Note how both sum_reduction and sum_reduction2 give different answers for the serial and the parallel computation. That is bad.
-
sum_reduction3.cu is a mod to try to find the problem. One problem is insufficient precision in the sum. Using double works. However there might be other problems.
3 Computer factoid
Unrelated to this course, but perhaps interesting:
All compute servers have for decades had a microprocessor frontend that controls the boot process. The current iteration is called an IPMI. It has a separate ethernet port, and would allow remote bios configs and booting. On parallel, that port is not connected (I don't trust the security).
4 CUDA Doc
The start of Nvidia's Parallel thread execution has useful info.
This is one of a batch of CUDA docs. Browse as you wish.
5 Stanford lectures
All the lectures and associated files are on geoxeon and parallel.ecse at /parallel-class/stanford/ .

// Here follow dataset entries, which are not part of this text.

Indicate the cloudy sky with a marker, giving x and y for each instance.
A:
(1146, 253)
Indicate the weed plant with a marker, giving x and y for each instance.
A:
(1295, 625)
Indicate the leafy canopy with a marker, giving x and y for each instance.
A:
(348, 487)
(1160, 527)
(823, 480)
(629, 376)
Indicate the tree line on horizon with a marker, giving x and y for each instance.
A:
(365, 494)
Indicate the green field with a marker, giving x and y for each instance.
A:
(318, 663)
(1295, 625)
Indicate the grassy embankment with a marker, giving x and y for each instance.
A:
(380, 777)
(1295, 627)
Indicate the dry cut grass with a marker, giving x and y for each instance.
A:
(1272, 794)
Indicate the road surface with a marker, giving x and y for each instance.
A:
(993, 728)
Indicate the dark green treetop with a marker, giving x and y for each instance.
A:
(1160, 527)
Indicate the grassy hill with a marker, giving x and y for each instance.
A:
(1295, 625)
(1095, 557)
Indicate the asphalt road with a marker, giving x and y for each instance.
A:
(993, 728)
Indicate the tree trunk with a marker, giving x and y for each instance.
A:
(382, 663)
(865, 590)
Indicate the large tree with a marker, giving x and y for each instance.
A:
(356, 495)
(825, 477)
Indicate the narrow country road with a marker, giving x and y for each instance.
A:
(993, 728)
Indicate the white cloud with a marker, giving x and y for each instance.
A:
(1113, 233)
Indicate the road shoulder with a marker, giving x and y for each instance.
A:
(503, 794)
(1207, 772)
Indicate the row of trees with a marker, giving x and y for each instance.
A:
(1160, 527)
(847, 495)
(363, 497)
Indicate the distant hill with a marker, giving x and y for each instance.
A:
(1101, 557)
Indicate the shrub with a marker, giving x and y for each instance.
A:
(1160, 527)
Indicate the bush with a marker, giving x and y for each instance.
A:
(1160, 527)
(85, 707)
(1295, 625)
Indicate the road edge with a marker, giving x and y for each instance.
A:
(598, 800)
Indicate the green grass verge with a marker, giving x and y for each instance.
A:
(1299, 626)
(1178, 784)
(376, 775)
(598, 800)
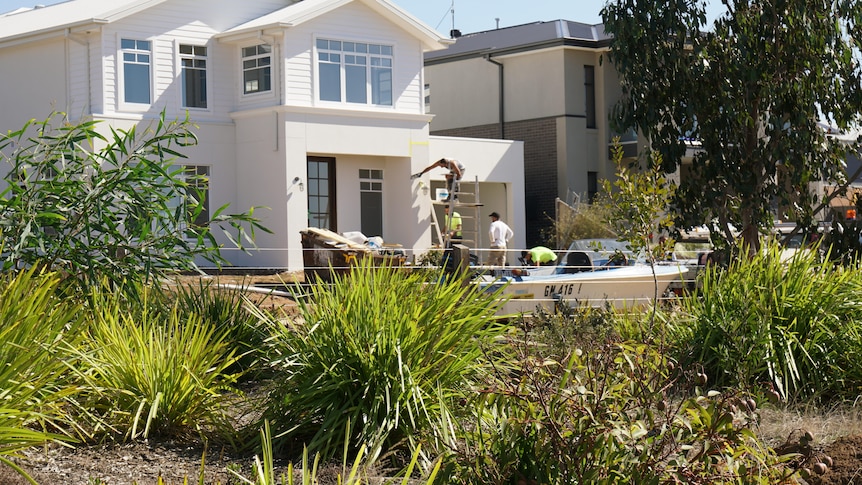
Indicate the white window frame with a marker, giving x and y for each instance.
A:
(271, 67)
(122, 104)
(181, 72)
(199, 177)
(385, 52)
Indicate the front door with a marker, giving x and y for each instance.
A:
(321, 193)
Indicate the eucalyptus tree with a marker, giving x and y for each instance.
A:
(751, 91)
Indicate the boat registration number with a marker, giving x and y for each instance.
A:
(564, 289)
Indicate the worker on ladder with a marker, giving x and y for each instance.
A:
(453, 178)
(454, 232)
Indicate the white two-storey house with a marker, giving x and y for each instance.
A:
(314, 109)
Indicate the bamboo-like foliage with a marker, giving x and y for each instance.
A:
(33, 321)
(791, 323)
(155, 372)
(108, 203)
(384, 350)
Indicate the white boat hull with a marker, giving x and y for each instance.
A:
(623, 287)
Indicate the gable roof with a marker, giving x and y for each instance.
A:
(306, 10)
(25, 25)
(521, 38)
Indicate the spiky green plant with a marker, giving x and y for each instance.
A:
(155, 372)
(791, 323)
(383, 349)
(34, 319)
(227, 310)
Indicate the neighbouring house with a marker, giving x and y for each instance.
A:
(314, 108)
(545, 83)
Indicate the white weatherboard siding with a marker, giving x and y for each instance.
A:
(167, 26)
(358, 23)
(33, 81)
(255, 146)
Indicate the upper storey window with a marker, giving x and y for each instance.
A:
(354, 72)
(137, 55)
(256, 69)
(193, 59)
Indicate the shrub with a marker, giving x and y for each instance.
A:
(605, 417)
(150, 372)
(34, 321)
(229, 313)
(384, 350)
(791, 323)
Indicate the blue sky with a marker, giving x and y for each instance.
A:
(473, 15)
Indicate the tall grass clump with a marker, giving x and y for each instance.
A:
(227, 310)
(151, 372)
(788, 324)
(34, 320)
(384, 351)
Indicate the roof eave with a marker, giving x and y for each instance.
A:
(602, 45)
(275, 28)
(51, 33)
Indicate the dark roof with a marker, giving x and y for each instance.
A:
(519, 38)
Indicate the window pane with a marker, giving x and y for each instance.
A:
(355, 84)
(136, 79)
(330, 82)
(256, 80)
(194, 88)
(381, 86)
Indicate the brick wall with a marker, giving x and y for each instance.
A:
(540, 169)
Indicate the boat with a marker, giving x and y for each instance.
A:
(594, 273)
(326, 253)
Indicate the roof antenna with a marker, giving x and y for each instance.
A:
(454, 33)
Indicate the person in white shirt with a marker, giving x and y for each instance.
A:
(499, 234)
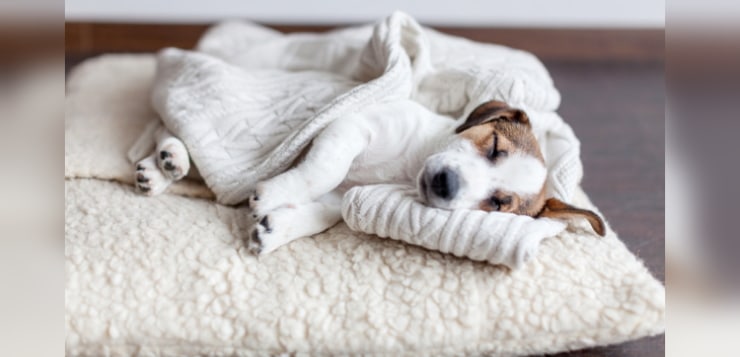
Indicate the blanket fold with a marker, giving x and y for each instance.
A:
(250, 99)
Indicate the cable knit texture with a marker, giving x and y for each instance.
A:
(170, 276)
(249, 99)
(392, 211)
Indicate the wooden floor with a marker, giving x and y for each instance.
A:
(616, 108)
(617, 111)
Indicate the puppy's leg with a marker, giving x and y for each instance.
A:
(172, 156)
(286, 224)
(148, 178)
(323, 169)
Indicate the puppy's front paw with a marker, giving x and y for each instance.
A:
(263, 201)
(260, 237)
(173, 160)
(148, 179)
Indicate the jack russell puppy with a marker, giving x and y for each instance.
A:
(491, 162)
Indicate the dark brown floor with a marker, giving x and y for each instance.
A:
(617, 110)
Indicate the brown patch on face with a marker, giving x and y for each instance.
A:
(527, 205)
(496, 129)
(509, 128)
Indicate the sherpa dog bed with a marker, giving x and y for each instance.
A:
(170, 275)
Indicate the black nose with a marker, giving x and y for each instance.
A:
(445, 184)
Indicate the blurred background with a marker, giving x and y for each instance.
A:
(606, 58)
(654, 109)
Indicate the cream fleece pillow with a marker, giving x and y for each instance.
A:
(169, 275)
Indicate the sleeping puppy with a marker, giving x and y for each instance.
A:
(491, 162)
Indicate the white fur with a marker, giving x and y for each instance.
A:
(393, 142)
(480, 178)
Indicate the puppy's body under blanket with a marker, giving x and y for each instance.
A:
(169, 275)
(250, 99)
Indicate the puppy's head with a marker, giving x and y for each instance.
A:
(494, 163)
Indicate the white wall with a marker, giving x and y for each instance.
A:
(508, 13)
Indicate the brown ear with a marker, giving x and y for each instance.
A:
(555, 208)
(493, 110)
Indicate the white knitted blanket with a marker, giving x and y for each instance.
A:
(250, 99)
(170, 275)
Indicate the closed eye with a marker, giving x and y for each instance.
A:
(496, 202)
(495, 153)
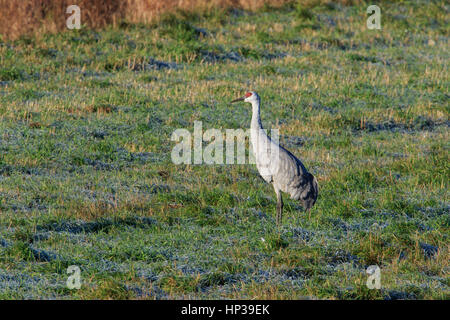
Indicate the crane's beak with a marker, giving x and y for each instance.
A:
(239, 99)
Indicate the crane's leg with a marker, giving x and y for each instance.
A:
(279, 207)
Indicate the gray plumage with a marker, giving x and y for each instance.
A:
(277, 165)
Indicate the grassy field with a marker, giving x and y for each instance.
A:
(86, 176)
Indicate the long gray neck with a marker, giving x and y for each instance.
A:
(256, 119)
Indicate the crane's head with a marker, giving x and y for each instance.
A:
(250, 96)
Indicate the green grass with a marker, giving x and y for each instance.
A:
(86, 177)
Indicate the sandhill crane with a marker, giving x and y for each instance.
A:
(277, 165)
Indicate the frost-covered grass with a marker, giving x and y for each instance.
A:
(86, 177)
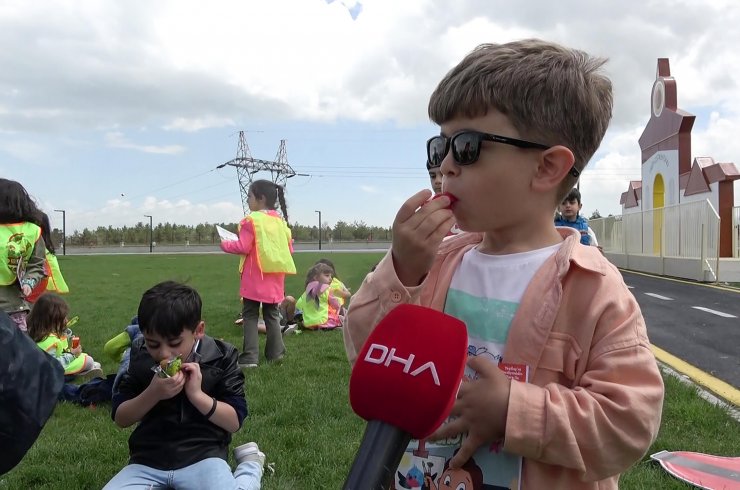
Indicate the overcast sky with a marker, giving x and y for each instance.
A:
(112, 110)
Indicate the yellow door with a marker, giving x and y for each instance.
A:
(658, 203)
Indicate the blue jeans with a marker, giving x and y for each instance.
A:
(209, 473)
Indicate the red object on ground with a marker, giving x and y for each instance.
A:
(702, 470)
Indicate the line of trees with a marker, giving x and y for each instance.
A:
(205, 234)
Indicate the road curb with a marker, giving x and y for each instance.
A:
(723, 390)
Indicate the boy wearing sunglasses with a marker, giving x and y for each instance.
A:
(518, 123)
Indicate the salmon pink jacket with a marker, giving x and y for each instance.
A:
(593, 403)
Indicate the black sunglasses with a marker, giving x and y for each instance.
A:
(466, 147)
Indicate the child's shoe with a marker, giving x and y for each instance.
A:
(249, 452)
(93, 373)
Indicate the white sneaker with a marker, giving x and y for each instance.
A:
(249, 452)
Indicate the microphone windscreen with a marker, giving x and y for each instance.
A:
(409, 369)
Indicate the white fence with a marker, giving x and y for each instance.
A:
(685, 231)
(736, 232)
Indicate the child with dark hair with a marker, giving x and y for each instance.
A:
(337, 287)
(47, 326)
(319, 306)
(570, 216)
(22, 251)
(54, 281)
(265, 245)
(185, 416)
(119, 348)
(518, 123)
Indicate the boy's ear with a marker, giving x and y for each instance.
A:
(200, 330)
(554, 165)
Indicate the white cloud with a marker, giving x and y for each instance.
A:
(80, 69)
(118, 140)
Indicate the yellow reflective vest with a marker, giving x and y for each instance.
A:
(17, 241)
(271, 242)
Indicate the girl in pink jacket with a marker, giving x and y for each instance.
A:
(265, 245)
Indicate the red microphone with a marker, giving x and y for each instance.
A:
(404, 384)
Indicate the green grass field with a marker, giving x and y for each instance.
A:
(299, 411)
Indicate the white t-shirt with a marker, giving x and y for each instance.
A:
(485, 293)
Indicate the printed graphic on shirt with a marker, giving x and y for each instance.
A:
(485, 293)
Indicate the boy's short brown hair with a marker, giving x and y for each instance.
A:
(551, 94)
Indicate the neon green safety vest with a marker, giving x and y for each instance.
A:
(57, 347)
(17, 241)
(271, 239)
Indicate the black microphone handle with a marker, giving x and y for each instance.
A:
(378, 456)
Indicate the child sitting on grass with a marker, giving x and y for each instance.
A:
(185, 417)
(47, 326)
(119, 348)
(319, 306)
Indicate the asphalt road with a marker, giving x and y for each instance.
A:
(697, 323)
(206, 249)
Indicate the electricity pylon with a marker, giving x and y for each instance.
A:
(246, 166)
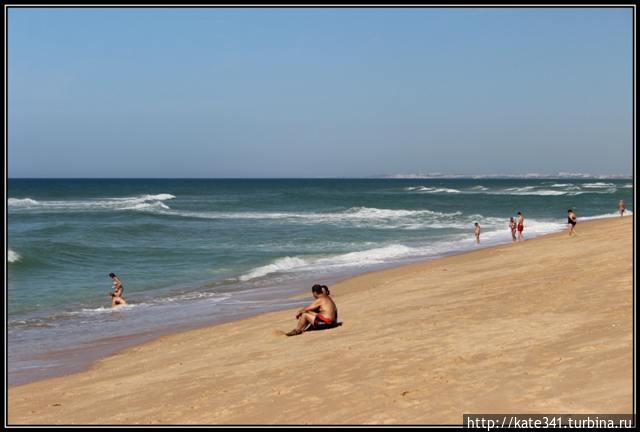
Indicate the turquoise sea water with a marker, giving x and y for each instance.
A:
(196, 251)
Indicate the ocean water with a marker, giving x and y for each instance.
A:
(191, 252)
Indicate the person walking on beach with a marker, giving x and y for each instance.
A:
(320, 314)
(520, 225)
(116, 295)
(572, 220)
(512, 227)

They are also online here.
Lecture 6 parallel patterns 1 presents some paradigms of parallel programming. These are generally useful building blocks for parallel algorithms.
6 Thrust
Stanford lecture 8: Thrust. This is a functional frontend to various backends, such as CUDA.
Programs are in /parallel-class/thrust/ .
7 IBM's quantum computer
As mentioned by Narayanaswami Chandrasekhar last week.
- https://en.wikipedia.org/wiki/IBM_Quantum_Experience
- https://techcrunch.com/2017/11/10/ibm-passes-major-milestone-with-20-and-50-qubit-quantum-computers-as-a-service/
- https://www.technologyreview.com/s/609451/ibm-raises-the-bar-with-a-50-qubit-quantum-computer/
- https://www.research.ibm.com/ibm-q/ - points to lots of info, e.g., QISKit on github, beginners guide, etc.
You to do: learn this and present it to me in class.